Wed. May 25th, 2022

Nomura has launched a fund designed to trap young executives in Japanese companies whose old owners have no successor, a looming issue in the country where a third of small and medium-sized businesses are run by people over 60 word.

In his eagerness to inject fresh blood into the aging of veins of Japan’s business world, Nomura’s new fund will broaden the qualifications required of next-generation CEOs, with ambition, hunger and an appetite for risk that could potentially trump formal education.

The rejuvenation company, which launched Japan’s largest investment bank in partnership with an existing company specializing in the education of top executives, emerged as Fumio Kishida, Japan’s newly installed prime minister, emphasized his government’s support for the country’s small and medium-sized enterprises.

Nomura is not the first to see the commercial potential of the country’s mass succession problem in a sector that employs more than two-thirds of the working population.

It enters a field already full of private equity buyers and acquisition brokers such as Nihon M&A Center, Strike Co and M&A Capital Partners, which collectively enter into hundreds of transactions per year in sectors ranging from construction and retail to wholesale and services.

Japan’s profile as the fastest aging nation means that tens of thousands of privately owned companies are run by greyish members of the founding families, according to both Nomura and the government’s estimates. Many of them are high quality businesses but do not have willing or competent successors.

As Japanese corporate governance standards have risen, listed companies that believe they have a suitable descendant to take over are facing an uphill battle to convince shareholders that their descendants are the ideal candidate.

Nomura’s Japan Search Fund Platform plans to select young and ambitious prospective CEOs, known as “seekers”, and help them identify companies where they can be installed as the successor and ensure the company’s survival. At the same time as the new CEO lands, the fund would provide a capital injection and receive a stake in the business.

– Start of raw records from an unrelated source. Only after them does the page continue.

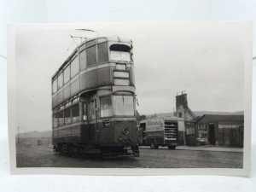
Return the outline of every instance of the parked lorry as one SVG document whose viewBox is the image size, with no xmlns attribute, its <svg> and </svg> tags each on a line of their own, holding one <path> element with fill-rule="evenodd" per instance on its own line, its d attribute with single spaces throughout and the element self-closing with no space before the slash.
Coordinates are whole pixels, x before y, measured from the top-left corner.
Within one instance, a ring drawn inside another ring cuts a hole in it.
<svg viewBox="0 0 256 192">
<path fill-rule="evenodd" d="M 159 146 L 175 149 L 179 131 L 184 131 L 183 118 L 146 119 L 140 121 L 138 143 L 140 146 L 150 146 L 152 149 Z"/>
</svg>

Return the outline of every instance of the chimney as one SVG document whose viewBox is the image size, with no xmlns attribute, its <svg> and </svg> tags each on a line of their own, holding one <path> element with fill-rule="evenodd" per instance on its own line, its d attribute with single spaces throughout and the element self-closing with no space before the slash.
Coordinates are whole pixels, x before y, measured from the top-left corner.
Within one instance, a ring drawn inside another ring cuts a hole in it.
<svg viewBox="0 0 256 192">
<path fill-rule="evenodd" d="M 180 105 L 182 105 L 184 108 L 188 108 L 187 94 L 183 91 L 181 95 L 176 96 L 176 110 Z"/>
</svg>

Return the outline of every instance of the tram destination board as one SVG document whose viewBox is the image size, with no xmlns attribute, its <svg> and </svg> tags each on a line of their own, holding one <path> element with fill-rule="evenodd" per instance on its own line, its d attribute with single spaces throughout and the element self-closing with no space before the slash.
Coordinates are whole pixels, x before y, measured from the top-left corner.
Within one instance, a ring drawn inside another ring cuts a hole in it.
<svg viewBox="0 0 256 192">
<path fill-rule="evenodd" d="M 242 21 L 10 26 L 12 172 L 247 175 L 250 30 Z"/>
</svg>

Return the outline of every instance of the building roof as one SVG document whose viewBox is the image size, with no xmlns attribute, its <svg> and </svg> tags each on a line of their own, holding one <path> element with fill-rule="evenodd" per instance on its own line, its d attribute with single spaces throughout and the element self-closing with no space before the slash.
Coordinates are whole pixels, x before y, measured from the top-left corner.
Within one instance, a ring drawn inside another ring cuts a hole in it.
<svg viewBox="0 0 256 192">
<path fill-rule="evenodd" d="M 244 115 L 204 114 L 198 119 L 196 123 L 207 123 L 207 122 L 216 122 L 216 121 L 244 122 Z"/>
</svg>

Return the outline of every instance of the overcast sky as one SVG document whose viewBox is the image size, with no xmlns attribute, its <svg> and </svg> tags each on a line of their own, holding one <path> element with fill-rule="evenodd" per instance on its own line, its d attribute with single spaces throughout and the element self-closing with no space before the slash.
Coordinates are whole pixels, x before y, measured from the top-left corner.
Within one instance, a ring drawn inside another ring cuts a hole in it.
<svg viewBox="0 0 256 192">
<path fill-rule="evenodd" d="M 140 114 L 173 112 L 175 96 L 182 90 L 194 111 L 244 110 L 244 54 L 250 49 L 245 23 L 88 24 L 74 28 L 132 39 Z M 16 113 L 21 131 L 51 129 L 51 77 L 75 48 L 70 32 L 55 26 L 16 32 Z"/>
</svg>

The fund helps connect a young CEO who is dedicated to turning the business around with a company to support the succession. The seeker then becomes the successor to the CEO, ideally to rejuvenate the company and let investors out of the deal at a profit.

Noriko Shimazu, who heads the Japan Search Fund Accelerator that works closely with Nomura, said the difference between this new venture and the competition would be to identify companies that are still on the verge of to conclude an agreement and to propose to them strong candidates for CEOs.

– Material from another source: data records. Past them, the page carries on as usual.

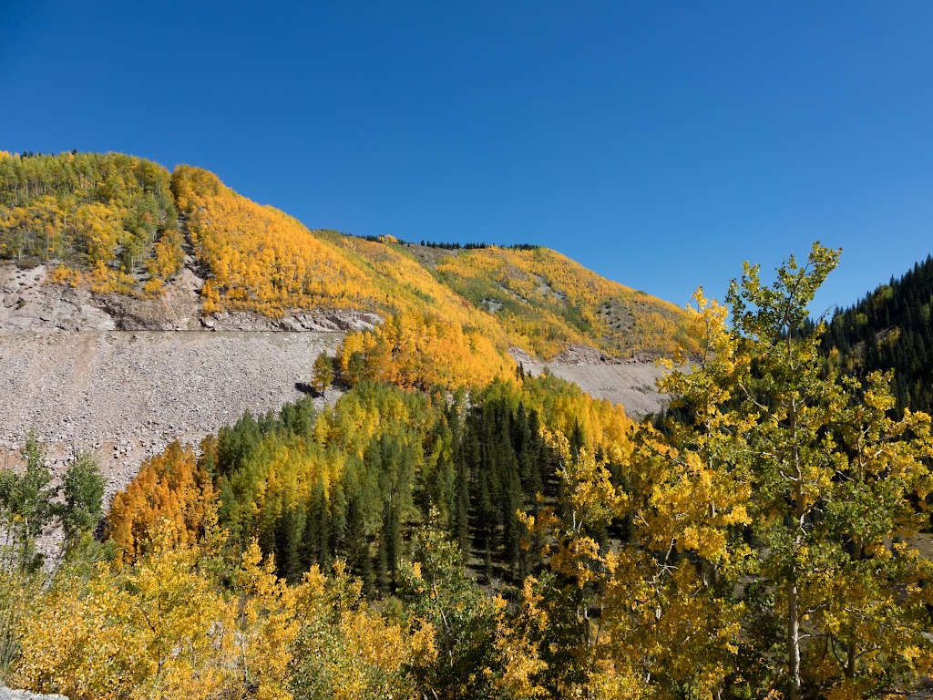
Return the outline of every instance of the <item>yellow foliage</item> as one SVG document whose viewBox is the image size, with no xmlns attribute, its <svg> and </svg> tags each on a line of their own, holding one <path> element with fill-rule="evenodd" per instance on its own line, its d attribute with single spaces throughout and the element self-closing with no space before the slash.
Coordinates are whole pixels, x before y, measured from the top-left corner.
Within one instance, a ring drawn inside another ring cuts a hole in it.
<svg viewBox="0 0 933 700">
<path fill-rule="evenodd" d="M 172 534 L 179 541 L 196 541 L 216 507 L 210 475 L 198 465 L 191 448 L 176 441 L 143 462 L 135 478 L 114 497 L 108 531 L 123 552 L 133 557 L 164 522 L 173 525 Z"/>
</svg>

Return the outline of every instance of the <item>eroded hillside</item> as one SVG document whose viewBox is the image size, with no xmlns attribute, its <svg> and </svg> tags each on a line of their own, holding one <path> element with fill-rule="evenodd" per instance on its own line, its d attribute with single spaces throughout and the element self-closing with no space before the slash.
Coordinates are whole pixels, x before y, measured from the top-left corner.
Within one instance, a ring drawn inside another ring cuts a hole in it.
<svg viewBox="0 0 933 700">
<path fill-rule="evenodd" d="M 0 154 L 0 258 L 5 459 L 34 428 L 53 456 L 95 450 L 112 486 L 174 437 L 294 400 L 347 333 L 345 371 L 452 386 L 518 357 L 635 416 L 661 405 L 646 357 L 689 344 L 681 309 L 552 250 L 312 231 L 120 154 Z"/>
</svg>

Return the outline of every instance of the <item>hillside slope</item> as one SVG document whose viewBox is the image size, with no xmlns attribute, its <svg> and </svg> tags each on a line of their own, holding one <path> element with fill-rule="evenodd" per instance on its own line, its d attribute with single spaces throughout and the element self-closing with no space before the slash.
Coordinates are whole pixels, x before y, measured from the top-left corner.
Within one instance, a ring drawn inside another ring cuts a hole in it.
<svg viewBox="0 0 933 700">
<path fill-rule="evenodd" d="M 933 410 L 933 257 L 837 310 L 823 338 L 828 362 L 860 373 L 894 370 L 898 411 Z"/>
</svg>

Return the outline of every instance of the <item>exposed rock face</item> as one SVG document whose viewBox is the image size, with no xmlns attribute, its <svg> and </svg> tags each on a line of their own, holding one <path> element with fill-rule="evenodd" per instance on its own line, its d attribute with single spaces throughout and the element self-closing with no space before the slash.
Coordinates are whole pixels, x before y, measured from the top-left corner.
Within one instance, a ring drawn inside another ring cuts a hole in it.
<svg viewBox="0 0 933 700">
<path fill-rule="evenodd" d="M 571 346 L 547 362 L 519 348 L 508 352 L 533 376 L 547 369 L 561 379 L 574 382 L 594 399 L 622 404 L 632 418 L 657 413 L 667 405 L 667 397 L 658 393 L 655 384 L 664 371 L 650 359 L 607 357 L 585 345 Z"/>
<path fill-rule="evenodd" d="M 117 320 L 87 289 L 44 284 L 46 267 L 0 265 L 0 330 L 59 329 L 110 330 Z"/>
<path fill-rule="evenodd" d="M 86 287 L 49 284 L 48 269 L 0 265 L 0 331 L 3 330 L 286 330 L 346 332 L 382 323 L 375 313 L 352 309 L 294 310 L 281 318 L 235 311 L 205 315 L 199 292 L 203 280 L 192 270 L 165 285 L 158 299 L 94 294 Z"/>
</svg>

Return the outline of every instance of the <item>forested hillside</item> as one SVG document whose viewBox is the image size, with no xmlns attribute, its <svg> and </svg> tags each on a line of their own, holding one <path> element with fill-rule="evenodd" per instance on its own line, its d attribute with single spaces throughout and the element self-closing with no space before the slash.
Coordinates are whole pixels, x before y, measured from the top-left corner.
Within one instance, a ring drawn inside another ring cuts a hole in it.
<svg viewBox="0 0 933 700">
<path fill-rule="evenodd" d="M 170 175 L 119 154 L 0 154 L 0 256 L 53 263 L 52 281 L 151 298 L 187 263 L 203 277 L 205 314 L 376 312 L 398 319 L 396 345 L 411 333 L 433 339 L 419 353 L 435 359 L 454 348 L 457 381 L 508 373 L 509 346 L 550 357 L 583 344 L 628 357 L 689 341 L 679 308 L 547 248 L 310 231 L 211 173 L 181 165 Z M 360 339 L 357 350 L 373 344 Z"/>
<path fill-rule="evenodd" d="M 837 310 L 823 338 L 831 367 L 861 375 L 894 371 L 898 411 L 933 409 L 933 258 Z"/>
<path fill-rule="evenodd" d="M 830 699 L 933 667 L 930 417 L 821 372 L 838 251 L 698 292 L 693 420 L 553 377 L 353 384 L 143 464 L 0 472 L 0 674 L 91 698 Z M 359 356 L 356 356 L 359 357 Z M 351 362 L 353 364 L 353 362 Z M 391 365 L 391 361 L 386 365 Z M 64 529 L 43 568 L 36 539 Z"/>
</svg>

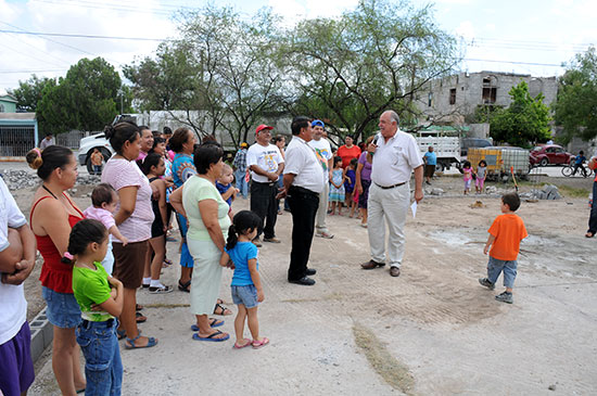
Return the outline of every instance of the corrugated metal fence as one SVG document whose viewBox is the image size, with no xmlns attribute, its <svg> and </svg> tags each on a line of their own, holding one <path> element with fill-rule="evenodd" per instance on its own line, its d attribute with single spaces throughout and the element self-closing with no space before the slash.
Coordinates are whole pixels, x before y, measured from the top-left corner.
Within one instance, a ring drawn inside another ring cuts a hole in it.
<svg viewBox="0 0 597 396">
<path fill-rule="evenodd" d="M 36 145 L 33 126 L 0 126 L 0 156 L 25 156 Z"/>
</svg>

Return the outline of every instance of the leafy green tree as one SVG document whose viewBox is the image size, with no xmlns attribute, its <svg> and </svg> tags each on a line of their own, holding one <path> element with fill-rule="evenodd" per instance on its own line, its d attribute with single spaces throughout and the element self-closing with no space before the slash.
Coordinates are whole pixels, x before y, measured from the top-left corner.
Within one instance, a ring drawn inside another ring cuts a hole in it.
<svg viewBox="0 0 597 396">
<path fill-rule="evenodd" d="M 569 142 L 597 137 L 597 53 L 590 47 L 567 65 L 559 78 L 558 98 L 552 105 L 556 125 L 563 127 L 559 140 Z"/>
<path fill-rule="evenodd" d="M 534 142 L 545 142 L 550 137 L 549 107 L 543 103 L 544 97 L 531 97 L 529 86 L 521 81 L 508 92 L 512 102 L 508 108 L 495 111 L 490 119 L 490 135 L 498 142 L 528 146 Z"/>
<path fill-rule="evenodd" d="M 128 111 L 130 93 L 114 67 L 101 58 L 82 59 L 58 86 L 43 88 L 36 114 L 43 133 L 101 130 L 118 114 L 120 103 Z"/>
<path fill-rule="evenodd" d="M 42 77 L 39 78 L 35 74 L 26 81 L 18 81 L 18 88 L 14 90 L 8 90 L 12 94 L 17 103 L 16 108 L 25 112 L 35 112 L 37 104 L 41 100 L 41 92 L 48 87 L 55 87 L 56 80 L 54 78 Z"/>
<path fill-rule="evenodd" d="M 453 68 L 456 50 L 430 7 L 360 0 L 339 18 L 304 21 L 288 35 L 282 59 L 294 97 L 287 103 L 327 118 L 332 135 L 358 138 L 384 110 L 416 118 L 416 93 Z"/>
</svg>

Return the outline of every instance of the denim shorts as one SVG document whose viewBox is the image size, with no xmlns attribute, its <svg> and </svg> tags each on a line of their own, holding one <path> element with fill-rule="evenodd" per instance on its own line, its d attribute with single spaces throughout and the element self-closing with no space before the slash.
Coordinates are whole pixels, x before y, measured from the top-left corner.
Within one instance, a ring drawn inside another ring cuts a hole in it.
<svg viewBox="0 0 597 396">
<path fill-rule="evenodd" d="M 77 344 L 85 356 L 85 376 L 88 395 L 120 395 L 123 362 L 116 337 L 118 321 L 103 322 L 84 320 L 75 332 Z"/>
<path fill-rule="evenodd" d="M 59 293 L 41 286 L 41 295 L 48 305 L 46 316 L 50 323 L 62 329 L 73 329 L 80 323 L 80 308 L 74 294 Z"/>
<path fill-rule="evenodd" d="M 255 308 L 257 302 L 257 288 L 254 284 L 246 286 L 231 286 L 232 302 L 237 305 L 242 304 L 245 308 Z"/>
<path fill-rule="evenodd" d="M 500 260 L 490 256 L 487 263 L 487 279 L 490 282 L 495 283 L 499 273 L 504 272 L 504 286 L 512 289 L 515 286 L 515 279 L 517 278 L 517 260 Z"/>
</svg>

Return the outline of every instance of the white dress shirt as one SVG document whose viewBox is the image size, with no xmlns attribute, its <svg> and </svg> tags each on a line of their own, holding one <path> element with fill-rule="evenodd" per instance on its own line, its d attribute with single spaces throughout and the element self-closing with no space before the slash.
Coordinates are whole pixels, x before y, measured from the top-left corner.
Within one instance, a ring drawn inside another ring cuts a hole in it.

“We do not select applicants based on their MBA or training, we want them to show us their potential,” Shimazu said. In addition to being entrepreneurial and active, prospective executives should be able to “learn through trial and error, make their own mark, and have excellent communication skills.”

The expected average size of the deal is between $ 1.8 million and $ 4.3 million, with an internal rate of return expected to be on par with buyout funds at about 20 percent, Nomura said.